Since they have already been mentioned above, let's take a look at the drops that hindered Tony Romo's performance. It would be easier to find a Cowboys pass catcher who did not suffer a drop, than to list the ones who did. The drop issue played a huge factor in the game, of the four drops, three came on third downs. Some of the issues were caused by good play making by the San Diego defenders, in particular, the play made by Eric Weddle on Jason Witten's drop. Weddle managed to get his hand tangled up with Witten's, forcing the tight end to attempt to make a one-handed grab on a critical third down. Others were simply mental errors, like the one from Dez Bryant. What is most disheartening is that we have heard this all before.
Dez Bryant had a chance to catch a ball that would keep a drive going in the third quarter. But he dropped it.
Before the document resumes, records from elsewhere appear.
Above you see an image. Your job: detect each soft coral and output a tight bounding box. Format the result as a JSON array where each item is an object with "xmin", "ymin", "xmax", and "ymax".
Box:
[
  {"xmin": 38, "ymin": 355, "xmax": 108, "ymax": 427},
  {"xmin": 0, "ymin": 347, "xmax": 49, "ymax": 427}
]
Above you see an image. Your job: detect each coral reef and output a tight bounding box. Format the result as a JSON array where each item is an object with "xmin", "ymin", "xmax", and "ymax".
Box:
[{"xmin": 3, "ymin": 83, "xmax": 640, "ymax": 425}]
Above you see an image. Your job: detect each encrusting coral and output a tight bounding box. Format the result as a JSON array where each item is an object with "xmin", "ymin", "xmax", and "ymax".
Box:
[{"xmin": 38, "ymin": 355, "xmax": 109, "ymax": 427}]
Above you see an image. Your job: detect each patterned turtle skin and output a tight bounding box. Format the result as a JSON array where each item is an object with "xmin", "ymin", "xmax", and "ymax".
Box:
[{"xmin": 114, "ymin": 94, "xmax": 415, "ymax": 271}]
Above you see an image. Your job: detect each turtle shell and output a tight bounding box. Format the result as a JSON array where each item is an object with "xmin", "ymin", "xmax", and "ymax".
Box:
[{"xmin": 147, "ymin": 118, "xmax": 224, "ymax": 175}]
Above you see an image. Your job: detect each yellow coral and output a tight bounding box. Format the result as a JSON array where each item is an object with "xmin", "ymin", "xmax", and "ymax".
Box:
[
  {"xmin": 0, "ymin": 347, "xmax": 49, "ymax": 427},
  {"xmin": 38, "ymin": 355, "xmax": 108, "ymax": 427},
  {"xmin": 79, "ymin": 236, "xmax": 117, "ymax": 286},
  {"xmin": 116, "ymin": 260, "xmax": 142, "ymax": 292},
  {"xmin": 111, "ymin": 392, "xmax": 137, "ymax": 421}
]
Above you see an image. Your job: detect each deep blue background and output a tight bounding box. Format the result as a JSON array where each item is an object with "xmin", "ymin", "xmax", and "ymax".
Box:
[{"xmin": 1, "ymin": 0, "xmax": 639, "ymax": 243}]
And like two weeks ago in Kansas City, he said he took his eye off the ball trying to make sure he stayed in bounds.
If Dallas intends to continue with its 2:1 pass to run ratio, they cannot afford to suffer lapses in concentration for the receivers.
For Monte Kiffin's defense to be functional in Dallas the linebackers are going to have to be above average in pass coverage, and they are...from sideline to sideline. What gets them in trouble is that they are struggling in their ability to cover vertically. Granted, Sean Lee had a great play on a deflected ball that he returned for a touchdown, but beyond that moment. the Dallas linebackers were abused by Antonio Gates and Danny Woodhead all afternoon.
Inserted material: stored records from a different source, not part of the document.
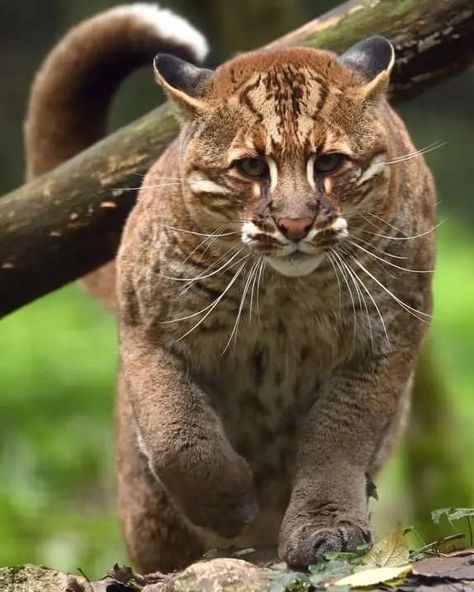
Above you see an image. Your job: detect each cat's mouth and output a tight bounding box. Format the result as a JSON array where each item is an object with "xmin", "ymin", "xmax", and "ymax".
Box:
[
  {"xmin": 266, "ymin": 251, "xmax": 325, "ymax": 277},
  {"xmin": 241, "ymin": 217, "xmax": 347, "ymax": 277}
]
Gates had 10 catches for 136 yards and a touchdown, and Woodhead caught five passes for 54 yards and two touchdowns.
It was the linebacking corps, specifically Bruce Carter and Sean Lee, who were beaten on each of Philip Rivers' three touchdown passes.
"They’ll be the first to tell you, and their coach will tell you, they’ve got some work to go. They’ve got a lot of work to do." - Jerry Jones
Woodhead abused Carter all day on Sunday. It was painfully obvious that he had no answers for the challenges that the 5' 8", 200-pound running back, and early in the third quarter he was benched in favor of Ernie Sims. It was a tough day for Bruce Carter, even when he played perfect coverage, he couldn't buy a break.
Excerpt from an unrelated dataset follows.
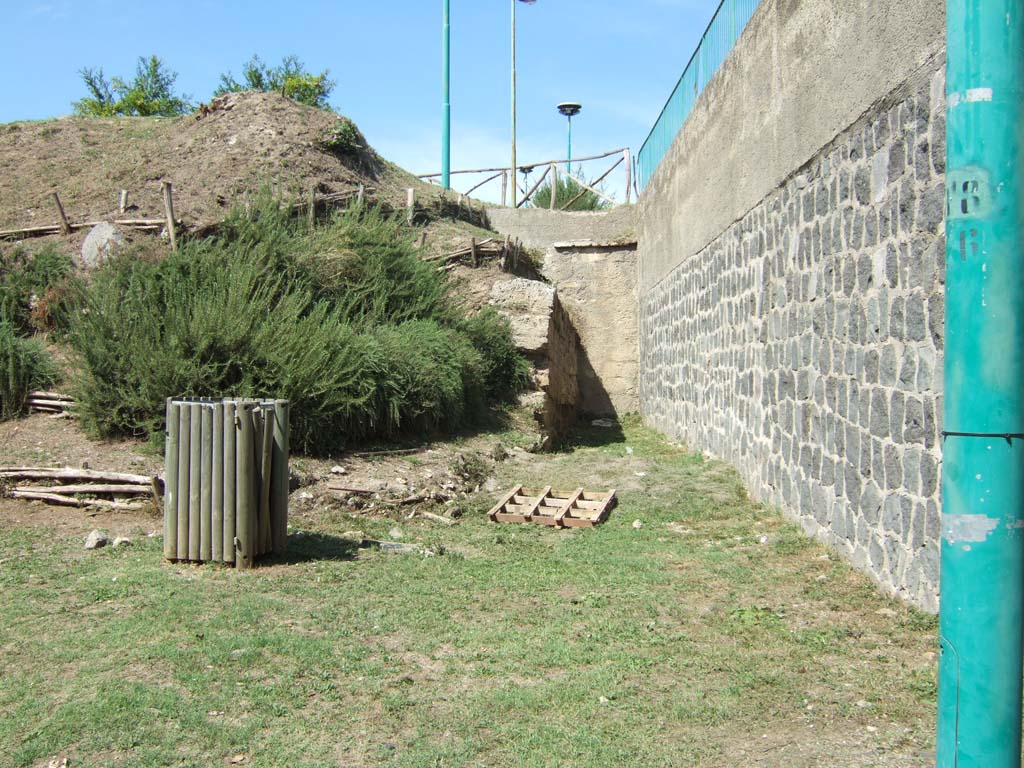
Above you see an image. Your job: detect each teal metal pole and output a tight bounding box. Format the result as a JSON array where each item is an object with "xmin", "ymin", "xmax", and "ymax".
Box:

For Sean Lee, it was a roller coaster day. While he made a critical play before halftime and had twice as many tackles as anyone else on the field, it was also Lee who got beat by Antonio Gates on the touchdown that broke the Cowboys backs. He allowed Gates to get behind him midway through the fourth quarter and the veteran tight end made him pay. He went 56 yards for a touchdown to give the Chargers a two score lead.
"He got me caught up a little bit with my feet. When I’m engaged, I have to stay on top of the route. We got to all play with better technique and until we do that, teams are going to keep hitting us for big plays. That’s one of those plays we can’t have if we want to be a good football team." - Sean Lee
While the Cowboys brain-trust have shown their normal reluctance to address the issues with the media, Bruce Carter told the press exactly how he and Lee felt about their performance. "For us, it's embarrassing that we gave up that many yards."
While there were many more miscues than have been listed in this post, all three sub-topics illustrate how the Dallas Cowboys were out-coached and out-performed on Sunday. They did not conduct themselves the way a winning team does and until they show the initiative of a team that is capable of bringing a solid effort on a consistent basis, the Dallas Cowboys cannot expect anyone to take them seriously as a football team. For now they continue to sport the goat horns far too often.